Всю жизнь он писал диссертацию «Пословицы и поговорки»: до посадки — «в трудах И. В. Сталина», после — «в докладах и выступлениях Г. М. Маленкова», затем — «в речах и беседах с народом Н. С. Хрущева». В последний раз, когда его, уже седого, Антон встретил во дворе МГУ на Моховой, он прикреплялся к кафедре русского языка, чтобы писать у Галкиной-Федорук диссертацию «Пословицы и поговорки в трудах Л. И. Брежнева». Косил он хорошо.
Улыбченко считал, что Антон тоже косит хорошо, отец же говорил — «на хорошую тройку». Практики, конечно, было маловато. Антон считался на подхвате — собирал сучья для костра, мыл посуду, ездил на озеро Котуркуль за водою. Воду он возил в маленьком пузатом бочонке на багажнике велосипеда Улыбченки. Подразумевалось, что весь обратный путь Антон идет пешком, ведя велосипед, ибо при езде с полным бочонком по проселку можно упасть. Но Антон обратно тоже ехал, а сэкономленное время использовал для неторопливого купанья в прозрачном, как слеза, озере. Однажды, когда отец косил на дальней делянке, Антону вдруг стало так тоскливо и захотелось домой, что он, приколов над входом в шалаш записку, бежал и к ночи был уже дома; никто не поверил, что 14-летний мальчишка все двадцать километров проделал пешком.
По вечерам у костра Улыбченко рассказывал про концлагеря. В советских было голодней — в немецких всем несоветским пленным поступала помощь от Красного Креста и еще откуда-то (наше правительство от всякой подобной помощи отказалось), соузники делились, особенно французы и особенно после того, как выяснилось, что Улыбченко считает Наполеона величайшим человеком. Антон тоже считал его величайшим и поэтому Улыбченке прощал многое — даже то, что тот будил его в шесть утра бодро-отвратительным пеньем: «На зарядку! На зарядку! На-зарядку-на-зарядку… становись!!!»

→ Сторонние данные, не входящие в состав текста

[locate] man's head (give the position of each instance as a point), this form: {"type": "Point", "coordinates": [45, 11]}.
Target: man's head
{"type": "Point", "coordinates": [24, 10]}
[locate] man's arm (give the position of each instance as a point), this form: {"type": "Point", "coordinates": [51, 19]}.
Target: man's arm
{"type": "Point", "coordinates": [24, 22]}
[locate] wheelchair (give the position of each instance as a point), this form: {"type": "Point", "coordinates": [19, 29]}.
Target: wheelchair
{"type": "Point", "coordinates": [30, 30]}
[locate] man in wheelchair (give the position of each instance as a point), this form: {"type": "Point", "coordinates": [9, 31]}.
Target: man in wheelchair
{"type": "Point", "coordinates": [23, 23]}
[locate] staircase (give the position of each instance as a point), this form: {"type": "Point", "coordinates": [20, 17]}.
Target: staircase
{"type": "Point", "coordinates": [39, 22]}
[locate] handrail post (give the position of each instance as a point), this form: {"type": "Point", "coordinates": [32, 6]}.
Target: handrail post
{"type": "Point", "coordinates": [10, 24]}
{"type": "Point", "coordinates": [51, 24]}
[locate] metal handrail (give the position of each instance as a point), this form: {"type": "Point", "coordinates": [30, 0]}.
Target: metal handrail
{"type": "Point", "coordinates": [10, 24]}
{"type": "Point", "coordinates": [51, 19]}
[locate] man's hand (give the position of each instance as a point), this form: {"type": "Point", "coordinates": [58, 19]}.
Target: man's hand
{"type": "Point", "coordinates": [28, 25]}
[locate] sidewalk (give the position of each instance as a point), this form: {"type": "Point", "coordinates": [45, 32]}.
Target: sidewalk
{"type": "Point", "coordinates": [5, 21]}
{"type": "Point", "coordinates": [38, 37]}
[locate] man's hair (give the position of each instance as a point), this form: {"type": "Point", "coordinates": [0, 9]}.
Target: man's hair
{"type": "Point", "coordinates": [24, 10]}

Бонапартизм Антона начался еще до школы, когда дома пели «По синим волнам океана». При словах «Лежит на нем камень тяжелый, чтоб встать он из гроба не мог» у Антона набегали слезы, но когда пели про маршалов, которые ему изменили и продали шпагу свою, от обиды за императора и злости на маршалов слезы высыхали. Пели и другую, тоже очень хорошую песню «Шумел, горел пожар московский» про то, как Наполеон в сером сюртуке стоял на кремлевских стенах: «Он видел огненное море, он видел гибель впереди, и призадумался великий, скрестивши руки на груди». Еще там были такие замечательные слова: «Судьба играет человеком, она изменчива всегда, то вознесет его над веком, то бросит в бездну без стыда». Из деда, отца, соседа Гройдо Антон постепенно вытряс все, что они знали об императоре, даже бабка припомнила два анекдота из французской хрестоматии, разрешенной для вечернего чтения в институтах благородных девиц. Правда, одновременно Антон любил врага Наполеона — адмирала Нельсона (это напоминало Антону раздвоение его чувств между Клавой и Валей и сильно его смущало). Сигнал, который адмирал поднял на мачте перед Трафальгарским сражением, стоил знаменитых наполеоновских приказов: «Англия ожидает, что всякий исполнит долг свой». Книга Тарле «Наполеон», подсунутая отцом, стала откровением.
— Он выиграл сорок сражений, — говорил Антон заехавшему к косарям Гройдо, говорил взволнованно: сосед не разделял любви к императору. — Это понятно: великий полководец. Но он составляет Кодекс Наполеона, по которому живет Франция! В горящей Москве он подписывает устав Комеди Франсез, который и сейчас действует в этом театре! Он расширил представление о человеческих возможностях вообще. Он…
— История причудлива, — задумчиво сказал Гройдо. — Мог ли кто представить, что не герой Стендаля, не русский поэт пушкинской поры, а юноша в сибирско-казахстанской деревне через сто тридцать лет будет с таким чувством говорить об императоре французов!
И не раз позже, с тем же задумчивым любопытством поглядывая на Антона, спрашивал бывший присяжный поверенный Борис Григорьевич Гройдо:
— Ну что, студент-историк (аспирант-историк), какие мысли об узурпаторе посещают нас теперь?
А Антон, не растеряв горячности, отвечал:
— Вопросы. Почему именно он узурпировал тему вставания из гроба? Почему она вдохновляла и Зейдлица, и Гейне, и Жуковского, и Лермонтова? Может, это и есть подлинное величие — все ощущают странность того, что такое сверхчеловеческое могущество ушло в землю? И подсознательно не желают с этим смириться?